How the theatre is embracing my proud Jewish identity

When I landed a contract with the Royal Shakespeare Company in the early 1990s, I was told to keep my heritage a secret

September 28, 2023 10:53
Tracy-Ann Oberman in A JOVIAL CREW from RSC production 1992
2H8WDAT l-r: Angela Vale (Meg O'Malley), Emily Raymond (Meriel), Tracy-Ann Oberman (Joan Cope) in A JOVIAL CREW by Richard Brome at the Royal Shakespeare Company (RSC), Swan Theatre, Stratford-upon-Avon, England 21/04/1992 in a new version by Stephen Jeffreys design: Fotini Dimou lighting: Wayne Dowdeswell director: Max Stafford-Clark
3 min read

When I told my dear departed father that I wanted to be an actress (yes, I’m reclaiming that word), his exact response was — and I remember this as if it was yesterday — “Are you sure? It’s not really a job for a Jewish girl, you’ll be living in a bedsit for the rest of your life with only a cat for company.” Every day that I’m not doing this I feel like I’m winning at life.

To my relief, and his, only a few weeks out of drama school, I landed a two-year contract with the Royal Shakespeare Company. In those days, the RSC was the single most esteemed theatre company in the world and a troupe of actors and directors was carefully put together to form a cohesive group that would put on the entire season’s plays.

Newcomers such as myself, and future stars such as Sophie Okonedo and Emily Watson, worked alongside the RSC greats such as Antony Sher, Derek Jacobi and Claire Benedict.
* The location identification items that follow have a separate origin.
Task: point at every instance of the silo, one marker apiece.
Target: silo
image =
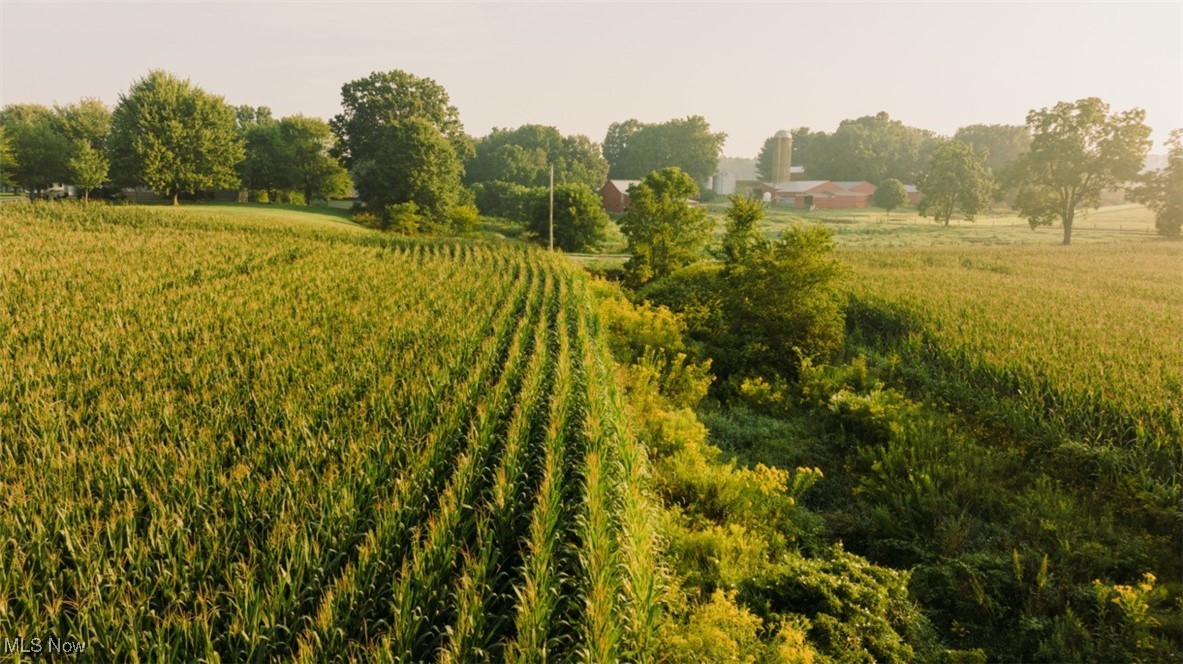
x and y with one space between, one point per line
724 184
782 158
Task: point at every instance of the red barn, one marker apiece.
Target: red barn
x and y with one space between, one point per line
614 194
913 194
821 194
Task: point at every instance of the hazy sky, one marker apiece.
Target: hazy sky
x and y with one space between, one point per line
750 69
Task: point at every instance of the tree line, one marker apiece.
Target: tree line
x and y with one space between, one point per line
400 142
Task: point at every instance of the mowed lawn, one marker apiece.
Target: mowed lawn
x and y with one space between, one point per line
273 214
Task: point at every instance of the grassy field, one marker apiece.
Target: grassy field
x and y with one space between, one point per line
873 227
1101 318
1061 345
252 433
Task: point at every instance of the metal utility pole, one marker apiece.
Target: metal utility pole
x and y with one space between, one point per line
551 207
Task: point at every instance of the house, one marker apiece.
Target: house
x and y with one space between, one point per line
614 194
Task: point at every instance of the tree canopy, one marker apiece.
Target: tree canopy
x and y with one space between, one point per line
1001 143
1078 150
385 98
741 233
414 162
871 148
580 219
88 120
524 155
664 231
315 172
957 181
890 194
40 153
1162 191
174 137
89 168
7 162
267 163
634 149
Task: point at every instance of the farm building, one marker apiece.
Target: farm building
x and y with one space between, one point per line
913 194
615 194
821 194
826 194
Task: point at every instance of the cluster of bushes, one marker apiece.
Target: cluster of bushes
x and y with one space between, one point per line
1016 540
754 579
580 220
1004 553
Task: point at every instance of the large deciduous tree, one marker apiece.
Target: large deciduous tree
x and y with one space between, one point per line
267 165
414 162
7 161
382 100
664 231
957 181
634 149
580 219
1001 143
1162 191
174 137
524 156
89 168
314 172
40 153
1078 150
402 141
871 148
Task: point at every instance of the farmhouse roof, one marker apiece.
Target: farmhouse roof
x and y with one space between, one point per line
797 186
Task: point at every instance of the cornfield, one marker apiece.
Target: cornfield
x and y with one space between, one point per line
233 442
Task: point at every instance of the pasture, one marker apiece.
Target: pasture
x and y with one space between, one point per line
872 227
It was a very exciting time, and a year really was a year; I don’t think I got back from Stratford-upon-Avon to north London for the entire 12 months.

As a Jewish girl brought up traditionally, with a strong sense of identity, living the life of a Shakespearean actress in the most Anglican of surroundings was a challenge.

Shakespeare was the only religion. I remember overhearing an American tourist asking where Shakespeare’s “manger” was. She meant his birthplace.

It was the first time I had been anywhere they didn’t have a local shul. Even when I studied at the Moscow Art Theatre in 1991, I felt a sense of Jewish connection in the air. While communism may have shut down all forms of religious identity, being Jewish there had history.

However, in Stratford-upon-Avon, I felt a bit of an alien. Tony Sher and I were the only openly Jewish people in the building, so far as I could tell. An agent warned me: “Don’t let them know you’re Jewish. It might affect your casting.”

To my surprise, I missed the large family Shabbat dinners, the heated political debates, the chicken soup, the challah. The broigeses forgotten by dessert. Come Rosh Hashanah, amid the sonnets and iambic pentameters, I longed for a bit of tradition, to be among some Jews and hear a shofar blown.